- Born: March 25, 1968 (age 58) Bay Shore, New York, United States
- Occupations: Orthopaedic surgeon, team physician
- Employers: New York Yankees; Columbia University College of Physicians and Surgeons;
- Spouse: Beth Shubin Stein
- Website: elbowsportssurgeon.com, www.chrisahmadmd.com

= Christopher S. Ahmad =

American orthopedic surgeon

Christopher S. Ahmad (born March 25, 1968) is the head team physician for the New York Yankees and a member of the Major League Baseball Team Physicians Association. He is a professor of clinical orthopaedic surgery at the Columbia University College of Physicians and Surgeons and an attending orthopaedic surgeon at the New York-Presbyterian/Columbia University Medical Center. In 2013, New York Yankee Alex Rodriguez filed a medical malpractice lawsuit against Ahmad, which he subsequently dropped.

Ahmad serves as the chief of adolescent and pediatric sports medicine and as the director of biomechanics research at the Center for Orthopaedic Research at Columbia University. He has authored more than 100 articles and book chapters related to knee, shoulder, elbow, and sports medicine and has given more than 100 lectures nationally and internationally.

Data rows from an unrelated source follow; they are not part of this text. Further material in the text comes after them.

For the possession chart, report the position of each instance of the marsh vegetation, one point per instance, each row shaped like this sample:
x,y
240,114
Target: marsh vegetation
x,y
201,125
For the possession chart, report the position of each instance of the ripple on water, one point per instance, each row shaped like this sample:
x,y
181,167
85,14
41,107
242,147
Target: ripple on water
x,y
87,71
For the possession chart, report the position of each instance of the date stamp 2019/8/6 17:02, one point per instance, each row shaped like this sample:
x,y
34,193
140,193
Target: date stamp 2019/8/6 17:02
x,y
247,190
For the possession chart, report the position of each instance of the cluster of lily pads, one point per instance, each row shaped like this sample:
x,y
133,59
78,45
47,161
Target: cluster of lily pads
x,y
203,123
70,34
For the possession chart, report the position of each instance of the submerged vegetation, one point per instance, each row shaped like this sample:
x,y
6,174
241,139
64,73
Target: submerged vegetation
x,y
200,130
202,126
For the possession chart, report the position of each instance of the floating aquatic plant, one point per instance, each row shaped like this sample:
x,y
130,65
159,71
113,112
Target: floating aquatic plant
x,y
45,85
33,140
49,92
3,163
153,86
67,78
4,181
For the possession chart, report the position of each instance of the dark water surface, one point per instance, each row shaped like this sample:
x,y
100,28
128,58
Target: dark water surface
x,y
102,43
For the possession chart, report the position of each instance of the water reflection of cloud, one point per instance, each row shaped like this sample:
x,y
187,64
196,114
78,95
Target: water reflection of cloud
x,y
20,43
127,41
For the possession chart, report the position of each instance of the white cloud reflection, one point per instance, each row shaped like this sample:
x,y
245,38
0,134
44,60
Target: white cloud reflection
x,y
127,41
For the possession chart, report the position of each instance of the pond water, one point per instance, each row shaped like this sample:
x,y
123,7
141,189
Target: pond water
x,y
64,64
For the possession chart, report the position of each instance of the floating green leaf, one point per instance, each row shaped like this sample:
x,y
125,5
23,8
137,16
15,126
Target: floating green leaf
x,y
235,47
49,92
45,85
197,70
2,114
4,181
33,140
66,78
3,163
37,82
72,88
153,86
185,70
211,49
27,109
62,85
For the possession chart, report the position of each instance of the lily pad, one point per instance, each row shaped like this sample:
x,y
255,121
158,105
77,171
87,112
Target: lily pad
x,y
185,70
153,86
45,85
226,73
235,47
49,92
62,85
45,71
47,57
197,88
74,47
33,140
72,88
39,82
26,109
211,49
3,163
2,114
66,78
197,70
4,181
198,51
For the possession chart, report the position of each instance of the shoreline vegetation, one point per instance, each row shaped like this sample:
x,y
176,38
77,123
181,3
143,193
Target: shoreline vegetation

He is the author of the textbooks Pediatric and Adolescent Sports Injuries and Minimally Invasive Shoulder and Elbow Surgery, and the general interest book: "Skill: 40 Principles that Surgeons, Athletes, and Other Elite Performers Use to Achieve Mastery."

Ahmad has served on MLB research committees to address the high incidence of Tommy John Surgeries in professional baseball. He is the head team physician for the New York City Football Club, for local high schools and serves as consultant to local metropolitan gymnastics and swim teams. He also is the official medical provider to the Football Club Westchester Soccer Academy.

==Biography==
Ahmad grew up in Long Island with a passion for playing soccer, and played in the New York Empire State Games, the Eastern Region Olympic Development Team, and four years of varsity soccer at the nationally-ranked Columbia University, graduating in 1990.
He completed his orthopaedic surgery residency training at New York Orthopaedic Hospital of New York-Presbyterian/Columbia University Medical Center in 2000. In 2001, Ahmad completed a fellowship in sports medicine, which included physician team coverage for many professional teams including the LA Dodgers and LA Galaxy.
He has authored more than 100 articles and book chapters related to knee, shoulder, elbow, and sports medicine, and has given more than 100 lectures nationally and internationally. He is the vice chairman of orthopaedic research at Columbia University Department of Orthopaedic Surgery and has ongoing research in the areas of ACL injury prevention and screening, biomechanics of the elbow, and surgical techniques for rotator cuff repair and shoulder instability.

===Tommy John surgery===
Ahmad has performed many Tommy John surgeries. This is an elbow surgery most commonly performed on collegiate and professional athletes, especially baseball players. It is known in the medical community as ulnar collateral ligament (UCL) reconstruction, a surgical graft procedure in which the ulnar collateral ligament in the medial elbow is replaced with a tendon from elsewhere in the body. Tommy John surgeries are being performed with greater frequency, leading to questions of whether sports elbow injuries are becoming more common or if players with elbow injuries are undergoing the surgery when it’s not necessary. In 2012 Ahmad published a paper regarding the public’s perception of the surgery. In it, he stated that 33% of coaches, 37% of parents, 51% of high school athletes, and 26% of collegiate athletes believed that Tommy John surgery should be performed on players without elbow injury to enhance performance.

===New York Yankees===
Ahmad began assisting the New York Yankees in 2008 and became the head team physician in 2009.

===Lawsuit===
On October 4, 2013, Alex Rodriguez filed a lawsuit against Ahmad for malpractice. The lawsuit said Rodriguez had kept playing and worsened a left hip injury in October 2012 because Ahmad didn’t tell him that an MRI had shown a joint tear. Rodriguez ultimately had surgery for the injury in January 2013, and his recuperation kept him from rejoining the Yankees until August of that year. On June 21, 2014, Rodriguez dropped the suit.

===Crutches 4 Kids===
Ahmad sits on the board of the charity Crutches 4 Kids with his wife Dr. Beth Shubin Stein and his brother-in-law Ken Shubin Stein.

===Baseball Health Network===
Ahmad is on the staff of the Baseball Health Network, an organization that helps young athletes learn the correct mechanics of pitching for elbow injury prevention.